A este respeito, é facto assente que o artigo 29.o do Ato de Adesão de 1972 constitui uma exceção à regra, prevista no artigo 355.o, ponto 3, TFUE, segundo a qual o direito da União é aplicável a Gibraltar, devendo esta exceção ser interpretada de maneira restritiva, no sentido de que o seu alcance está limitado ao que é estritamente necessário à salvaguarda dos interesses que permite que Gibraltar preserve, como salientou o Tribunal de Justiça nos n.os 43 e 51 do Acórdão de 21 de julho de 2005, Comissão/Reino Unido (C‑349/03, EU:C:2005:488). Não obstante, importa salientar que, no processo que deu origem a este último acórdão, o Tribunal de Justiça não foi chamado a pronunciar‑se sobre o estatuto de atos da União relacionados com a livre circulação de mercadorias à luz da referida exceção, contrariamente ao processo que deu origem ao Acórdão de 23 de setembro de 2003, Comissão/Reino Unido (C‑30/01, EU:C:2003:489).
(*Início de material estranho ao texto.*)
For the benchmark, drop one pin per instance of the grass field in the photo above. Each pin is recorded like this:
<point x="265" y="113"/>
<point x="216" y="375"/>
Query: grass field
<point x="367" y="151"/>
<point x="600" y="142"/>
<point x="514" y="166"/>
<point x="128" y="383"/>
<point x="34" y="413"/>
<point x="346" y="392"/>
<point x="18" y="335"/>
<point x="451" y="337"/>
Segundo jurisprudência constante do Tribunal de Justiça, deve entender‑se por «mercadorias», na aceção dessa disposição, os produtos avaliáveis em dinheiro suscetíveis, como tal, de ser objeto de transações comerciais. Ora, as disposições do Tratado FUE em matéria de livre circulação de mercadorias aplicam‑se, em princípio, independentemente de as mercadorias serem transportadas através das fronteiras para efeitos de venda ou de revenda ou para uso ou consumo pessoal (v., neste sentido, Acórdãos de 7 de março de 1989, Schumacher,215/87, EU:C:1989:111, n.o 22, e de 3 de dezembro de 2015, Pfotenhilfe‑Ungarn, C‑301/14, EU:C:2015:793, n.o 47).
Assim, na medida em que o direito derivado da União tem, em princípio, o mesmo âmbito de aplicação que os próprios Tratados (v., por analogia, Acórdão de 15 de dezembro de 2015, Parlamento e Comissão/Conselho, C‑132/14 a C‑136/14, EU:C:2015:813, n.o 77), e que a interpretação estrita da exclusão de Gibraltar do território aduaneiro comum da União não pode, sob pena de prejudicar a aplicação uniforme do direito da União, redundar na interpretação segundo a qual a livre circulação de mercadorias tem, nas relações com Gibraltar, um alcance mais limitado do que o que resulta das disposições do Tratado FUE, deve considerar‑se que as disposições da Diretiva 91/477 relativas à transferência de armas de fogo para uso civil são do domínio da livre circulação de mercadorias, sejam essas transferências efetuadas num contexto comercial, incluindo através de armeiros ou no âmbito de uma venda por correspondência, ou fora desse contexto, isto é, por particulares, designadamente caçadores e atiradores desportivos para efeitos do seu uso no âmbito das suas atividades respetivas.